Stateless services can be scaled horizontally — spin up ten instances, route requests to any of them, shut any of them down without data loss. This was one of those ideas that sounds obvious until you audit how much state is quietly living in your current services.
6. Automation Is the Delivery Mechanism
The architecture improvements in pillars one through five deliver their full value only when paired with automated deployment pipelines. A manually deployed microservices system is more complicated than a manually deployed monolith — not less.

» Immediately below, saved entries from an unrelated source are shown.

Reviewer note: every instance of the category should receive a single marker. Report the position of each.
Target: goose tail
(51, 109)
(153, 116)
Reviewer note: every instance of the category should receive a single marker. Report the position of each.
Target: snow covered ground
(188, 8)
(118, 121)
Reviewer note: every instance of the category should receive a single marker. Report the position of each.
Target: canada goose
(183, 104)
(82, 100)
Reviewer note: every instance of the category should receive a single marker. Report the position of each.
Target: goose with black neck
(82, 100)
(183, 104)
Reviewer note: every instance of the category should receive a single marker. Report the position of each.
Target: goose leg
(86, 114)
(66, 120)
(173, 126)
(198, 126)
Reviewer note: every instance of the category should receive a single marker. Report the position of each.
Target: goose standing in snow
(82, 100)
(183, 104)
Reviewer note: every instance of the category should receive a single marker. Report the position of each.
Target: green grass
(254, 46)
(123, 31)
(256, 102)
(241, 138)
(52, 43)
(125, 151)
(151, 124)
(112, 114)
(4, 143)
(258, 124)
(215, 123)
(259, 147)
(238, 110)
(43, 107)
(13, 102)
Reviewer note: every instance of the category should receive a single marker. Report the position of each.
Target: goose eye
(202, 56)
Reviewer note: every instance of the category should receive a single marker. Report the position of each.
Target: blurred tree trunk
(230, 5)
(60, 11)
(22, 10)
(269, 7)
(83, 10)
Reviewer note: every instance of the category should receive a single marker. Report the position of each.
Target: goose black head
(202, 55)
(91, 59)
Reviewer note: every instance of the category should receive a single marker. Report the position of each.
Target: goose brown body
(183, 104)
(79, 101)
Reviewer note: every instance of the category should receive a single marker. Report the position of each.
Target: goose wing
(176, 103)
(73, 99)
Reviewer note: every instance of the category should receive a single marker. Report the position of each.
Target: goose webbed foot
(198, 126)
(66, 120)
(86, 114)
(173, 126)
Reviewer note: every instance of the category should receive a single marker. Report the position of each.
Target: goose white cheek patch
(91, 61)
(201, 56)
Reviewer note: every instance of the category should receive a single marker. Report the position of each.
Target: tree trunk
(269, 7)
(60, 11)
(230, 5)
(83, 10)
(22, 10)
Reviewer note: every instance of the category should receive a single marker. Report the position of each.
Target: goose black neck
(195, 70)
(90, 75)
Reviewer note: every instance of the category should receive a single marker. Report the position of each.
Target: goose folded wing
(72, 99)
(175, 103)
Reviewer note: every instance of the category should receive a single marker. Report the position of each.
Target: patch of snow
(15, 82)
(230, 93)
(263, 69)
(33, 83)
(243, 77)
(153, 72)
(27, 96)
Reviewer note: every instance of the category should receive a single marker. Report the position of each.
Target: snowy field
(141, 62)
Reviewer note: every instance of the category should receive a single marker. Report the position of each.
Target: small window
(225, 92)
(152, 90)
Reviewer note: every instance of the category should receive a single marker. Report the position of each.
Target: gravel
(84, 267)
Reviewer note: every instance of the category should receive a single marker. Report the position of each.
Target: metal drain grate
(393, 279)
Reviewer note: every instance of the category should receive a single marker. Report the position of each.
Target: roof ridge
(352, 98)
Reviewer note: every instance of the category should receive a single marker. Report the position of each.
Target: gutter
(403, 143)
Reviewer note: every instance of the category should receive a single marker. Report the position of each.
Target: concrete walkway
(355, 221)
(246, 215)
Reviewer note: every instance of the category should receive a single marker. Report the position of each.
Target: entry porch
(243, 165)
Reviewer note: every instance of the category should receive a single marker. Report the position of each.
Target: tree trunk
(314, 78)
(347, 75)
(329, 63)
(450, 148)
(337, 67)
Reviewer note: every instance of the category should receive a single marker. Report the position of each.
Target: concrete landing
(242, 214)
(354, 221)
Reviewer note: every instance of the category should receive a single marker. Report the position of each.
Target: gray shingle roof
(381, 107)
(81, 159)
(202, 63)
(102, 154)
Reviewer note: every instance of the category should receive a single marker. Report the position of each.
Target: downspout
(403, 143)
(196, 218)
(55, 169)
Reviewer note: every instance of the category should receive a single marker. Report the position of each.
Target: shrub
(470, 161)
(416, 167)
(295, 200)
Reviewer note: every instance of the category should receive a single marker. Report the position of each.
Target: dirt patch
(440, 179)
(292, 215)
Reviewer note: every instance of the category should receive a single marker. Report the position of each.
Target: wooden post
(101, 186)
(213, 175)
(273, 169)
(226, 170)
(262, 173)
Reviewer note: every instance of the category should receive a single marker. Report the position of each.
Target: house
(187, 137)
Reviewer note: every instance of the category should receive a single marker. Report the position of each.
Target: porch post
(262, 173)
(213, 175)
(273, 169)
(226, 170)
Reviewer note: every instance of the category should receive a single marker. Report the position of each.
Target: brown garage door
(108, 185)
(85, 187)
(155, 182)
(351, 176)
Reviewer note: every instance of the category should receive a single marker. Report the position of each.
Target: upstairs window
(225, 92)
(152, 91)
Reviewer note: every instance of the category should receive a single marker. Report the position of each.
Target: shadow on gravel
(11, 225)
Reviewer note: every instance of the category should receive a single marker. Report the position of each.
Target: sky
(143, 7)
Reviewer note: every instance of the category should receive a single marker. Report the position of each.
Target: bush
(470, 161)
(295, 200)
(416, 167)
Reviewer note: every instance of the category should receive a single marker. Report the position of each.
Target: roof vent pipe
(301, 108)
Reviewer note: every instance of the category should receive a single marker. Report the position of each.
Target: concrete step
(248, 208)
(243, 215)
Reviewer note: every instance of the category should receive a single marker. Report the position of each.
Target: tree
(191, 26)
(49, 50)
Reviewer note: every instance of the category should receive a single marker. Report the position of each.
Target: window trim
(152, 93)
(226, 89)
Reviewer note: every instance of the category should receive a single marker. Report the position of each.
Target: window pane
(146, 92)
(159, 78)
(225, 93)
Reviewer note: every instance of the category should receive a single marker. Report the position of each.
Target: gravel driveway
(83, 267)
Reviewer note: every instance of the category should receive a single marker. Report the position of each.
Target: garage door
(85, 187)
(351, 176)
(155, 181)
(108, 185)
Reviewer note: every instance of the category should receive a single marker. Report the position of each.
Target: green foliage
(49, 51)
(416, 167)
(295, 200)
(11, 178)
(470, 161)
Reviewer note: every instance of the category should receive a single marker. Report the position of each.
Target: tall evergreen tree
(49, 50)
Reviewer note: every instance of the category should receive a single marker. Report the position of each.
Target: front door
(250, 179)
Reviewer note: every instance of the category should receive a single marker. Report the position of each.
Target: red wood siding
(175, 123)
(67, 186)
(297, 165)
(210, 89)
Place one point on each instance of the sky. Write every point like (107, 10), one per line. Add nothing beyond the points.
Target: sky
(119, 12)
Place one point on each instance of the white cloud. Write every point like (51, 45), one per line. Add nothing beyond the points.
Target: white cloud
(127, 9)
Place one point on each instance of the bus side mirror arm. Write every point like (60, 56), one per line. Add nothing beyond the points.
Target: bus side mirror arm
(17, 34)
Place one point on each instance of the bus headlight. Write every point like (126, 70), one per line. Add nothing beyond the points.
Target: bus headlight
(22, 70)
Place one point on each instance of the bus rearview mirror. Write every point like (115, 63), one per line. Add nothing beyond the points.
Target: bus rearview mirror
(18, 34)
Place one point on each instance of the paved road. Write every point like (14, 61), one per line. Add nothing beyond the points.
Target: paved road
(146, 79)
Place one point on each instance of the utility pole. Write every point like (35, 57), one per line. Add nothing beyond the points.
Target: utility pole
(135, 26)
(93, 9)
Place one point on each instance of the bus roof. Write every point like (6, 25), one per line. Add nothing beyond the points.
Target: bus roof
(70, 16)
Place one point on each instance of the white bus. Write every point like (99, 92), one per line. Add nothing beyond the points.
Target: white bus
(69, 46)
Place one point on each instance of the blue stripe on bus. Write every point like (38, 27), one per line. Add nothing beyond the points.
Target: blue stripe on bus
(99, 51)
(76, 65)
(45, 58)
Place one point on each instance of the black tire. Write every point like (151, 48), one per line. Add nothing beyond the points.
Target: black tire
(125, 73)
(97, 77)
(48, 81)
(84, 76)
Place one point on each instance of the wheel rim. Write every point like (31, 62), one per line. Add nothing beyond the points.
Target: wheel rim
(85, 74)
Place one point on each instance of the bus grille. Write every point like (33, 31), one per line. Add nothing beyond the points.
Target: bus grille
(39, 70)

The session outlined what a mature pipeline looks like:
Automated build, unit test, and integration test on every pull request
Multi-stage Docker builds producing minimal, hardened images
Automated publishing to a container registry on merge to main
Blue/green or rolling deployments to production with zero downtime
Automated rollback triggered by health check failures or error rate thresholds
GitHub Actions and Azure DevOps Pipelines both support this end-to-end for .NET Core. The goal the session described stuck with me: merging a pull request should be sufficient to ship to production safely.
7. Containerisation Is the Glue
Every pillar above converges on containerisation. Kestrel makes services container-friendly. Statelessness makes containers disposable and replaceable. Observability makes containers debuggable. Resilience patterns make container orchestration reliable.
.NET Core, Docker, and Kubernetes are a first-class combination in 2026. The session's framing was useful: containerisation is not the goal — it is the mechanism that makes all the other goals achievable in practice.
Quick Reference Summary:
| Pillar | What to Do | Why It Matters |
|---|
| 1. Decouple from IIS | Kestrel + self-contained builds | Cross-platform, containerisable |
| 2. Observability | OpenTelemetry, structured logs, health checks | Visibility across distributed services |
| 3. Data Ownership | Database per service, no shared schemas | Independent deployment & evolution |
| 4. Resilience | Circuit breakers, retries, timeouts, bulkheads | Failures stay isolated |
| 5. Statelessness | Redis for session, blob for files | True horizontal scaling |
| 6. DevOps Automation | CI/CD pipelines, blue/green deployments | Safe, repeatable releases |
| 7. Containerisation | Docker + Kubernetes + .NET Core | Portability across all environments |
Final Thought
What I appreciated most about the session was the emphasis on incrementalism. You do not need to rewrite everything to start moving in the right direction. Pick the pillar that addresses your biggest current pain — whether that is observability, resilience, or deployment automation — and apply it. The others follow naturally.